Seeing the Grand Canyon for the first time is simply too much for the human brain to deal with. Our brain wants to quantify and categorize; it wants to say, "Okay, what we have here is one of these, and it's as large as one of those." But when the eyes take in the canyon and send data to the brain, the brain says, "Well, that can't be."

Standing on the rim, you see features which fit under "canyon" -- river, rocks, cliffs, towers -- but the scale fits under "mountain range" and the amount of land under "great plains." The Colorado River, which in some places you can hear from the rim, is 5,000 feet below and two miles away. You're standing in a mountain pine forest looking at a low-elevation desert. The other side of the canyon is, in some cases, 18 miles away. The colors are as if a rainbow had become rock.

Eventually, the mind can deal with this a little better. What it needs is time, information, and more viewing angles. The first time you get to the rim you stand there like all the other inadequately brained idiots and say things like, "Damn." To even begin to grasp the view, you have to at least move along the rim, look at things from different directions. You have to see, for example, that while it looks like the far wall is one continuous face, in some places you're looking at towers in the canyon which blend into the view -- towers which are, in fact, several miles this side of the far wall. You have to constantly remind the brain that this "other side" of the canyon, which it wants to think of as simply the other side of a canyon, the same size as this side, actually stretches away from you and the river the same distance from downtown Memphis, say, to Cordova.

It's pointless to describe all this, just as it's pointless to show people pictures of it. If there were a list of things that do not look like their pictures, the Grand Canyon would have to start it off. If anyone tries to tell you otherwise, pity them. They either didn't stick around the canyon long enough or didn't give enough mind-expansion effort to grasp anything other than that first idiotic view. When they speak, think of Chevy Chase in National Lampoon's Vacation, bobbing up and down on the rim and saying, "Okay, let's go."

So how, you might be wondering, could a person experience disappointment upon seeing the Grand Canyon for the first time?
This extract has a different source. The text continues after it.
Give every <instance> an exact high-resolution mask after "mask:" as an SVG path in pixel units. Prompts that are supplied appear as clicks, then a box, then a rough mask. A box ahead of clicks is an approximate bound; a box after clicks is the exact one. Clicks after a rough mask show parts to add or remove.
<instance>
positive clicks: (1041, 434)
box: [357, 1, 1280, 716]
It's pretty simple, actually. I had spent my first 35 years hearing and dreaming about the canyon -- so long, in fact, that seeing it was my only resolution for 2001. I had put it at the top of that unfortunate list we all keep, the List of Things to See or Do. And further, I had foolishly thought that once I had walked up to the rim and gazed upon the greatness, I could check "See the Grand Canyon" off my list and move on.

Well, no. Not for me, anyway. For one thing, the South Rim is no place to have any kind of proper spiritual experience. It's just so National Park: Hotel rooms which ought to go for $19 cost $95. Meals which should be in soup kitchens run $15 a person. RVs and kids crowd the roads. And even when you're looking at the canyon, you have to be on constant guard that you're not in somebody else's picture.

But what really got me down, so to speak, was a realization I came to while touring the South Rim: Having now seen the Grand Canyon, I am going to have to get into the Grand Canyon. And I mean that literally. I'm going to have to hike into it, jump into the river, look at the canyon from down there, and hike out. I'm going to have to float the Colorado River all 200 and some miles through the canyon. In other words, having now seen the Grand Canyon, having now crossed one item off my List of Things to See or Do, I have added another in its place:

I need to bond with the Grand Canyon.